Troubleshooting data movement latency between synchronous-commit AlwaysOn Availability Groups

Writer: Simon Su
Technical Reviewer: Pam Lahoud, Sourabh Agarwal, Tejas Shah
Applies to: SQL Server 2014 SP2, SQL Server 2016 SP1, SQL Server 2017 RTM
 

In synchronous-commit mode AG nodes sometimes you may observe your transactions are pending on HADR_SYNC_COMMIT waits. HADR_SYNC_COMMIT waits indicate that SQL server is waiting for the signal from the remote replicas to commit the transaction.  To understand the transaction commit latency you can refer to below articles:  

Troubleshooting High HADR_SYNC_COMMIT wait type with AlwaysOn Availability Groups https://blogs.msdn.microsoft.com/sql_server_team/troubleshooting-high-hadr_sync_commit-wait-type-with-always-on-availability-groups/ 

SQL Server 2012 AlwaysOn – Part 12 – Performance Aspects and Performance Monitoring II https://blogs.msdn.microsoft.com/saponsqlserver/2013/04/24/sql-server-2012-alwayson-part-12-performance-aspects-and-performance-monitoring-ii/ 

In above link you will learn that the transaction delay can be evaluated by below two performance counters: 

  • SQL Server:Database Replica –> Transaction Delay
  • SQL Server:Database Replica –> Mirrored Write Transactions/sec

For example, assume there are poor performing AG nodes and you see “SQL Server:Database Replica –> Transaction Delay” is 1000 ms (milliseconds), and “SQL Server:Database Replica –> Mirrored Write Transactions/sec” is 50, then it means on average each transaction has a delay of 1000ms/50=20 ms. 

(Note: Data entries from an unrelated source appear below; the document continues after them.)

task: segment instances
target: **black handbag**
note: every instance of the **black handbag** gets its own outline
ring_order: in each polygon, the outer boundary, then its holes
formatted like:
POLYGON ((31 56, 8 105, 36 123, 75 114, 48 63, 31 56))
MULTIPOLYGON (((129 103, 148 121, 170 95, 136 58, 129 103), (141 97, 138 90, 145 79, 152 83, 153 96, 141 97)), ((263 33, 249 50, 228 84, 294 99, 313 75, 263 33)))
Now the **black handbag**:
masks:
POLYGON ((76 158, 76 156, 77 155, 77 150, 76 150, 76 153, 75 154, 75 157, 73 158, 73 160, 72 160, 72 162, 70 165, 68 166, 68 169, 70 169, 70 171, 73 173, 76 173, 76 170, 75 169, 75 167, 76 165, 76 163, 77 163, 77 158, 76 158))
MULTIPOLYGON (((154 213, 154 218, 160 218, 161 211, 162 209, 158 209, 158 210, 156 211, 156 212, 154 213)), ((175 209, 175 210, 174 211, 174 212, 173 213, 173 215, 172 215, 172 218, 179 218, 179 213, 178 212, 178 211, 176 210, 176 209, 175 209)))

Given above example, can we know where the delay of 20 ms is from? What are the factors that cause this latency? To find out the answers of this kind of questions we need to understand how synchronous-commit works:  https://blogs.msdn.microsoft.com/psssql/2011/04/01/alwayson-hadron-learning-series-how-does-alwayson-process-a-synchronous-commit-request/ 

To track the data movement between replicas we are lucky we have updated xevents: https://support.microsoft.com/en-us/help/3173156/update-adds-alwayson-extended-events-and-performance-counters-in-sql-s 

In synchronous-commit mode the basic logic of the log blocks movement is as below:

In primary:

1.1 Log block->LogCache->LogFlush->LocalHarden(LDF) 1.2 Log block->logPool->LogCapture->SendToRemote
(1.1 and 1.2 happens in parallel )

In remote synchronous replica: 

The harden process is similar as primary: logBlock receive->LogCache->LogFlush->HardenToLDF->AckPrimary 

 

The xevents (see the first link in this article) happened in different places of log block movement. I have below figure to give you the detailed log movement flow of each steps and those related Xevents: 

As showed above when the Xevent trace is captured we can know the precious time point of each step of the log block movement and you can know exactly where the transaction latency is from. Commonly the delay is from three parts:

1. The duration of log harden in primary 

    It equals to the time delta of Log_flush_start(step 2) and Log_flush_complete (step 3)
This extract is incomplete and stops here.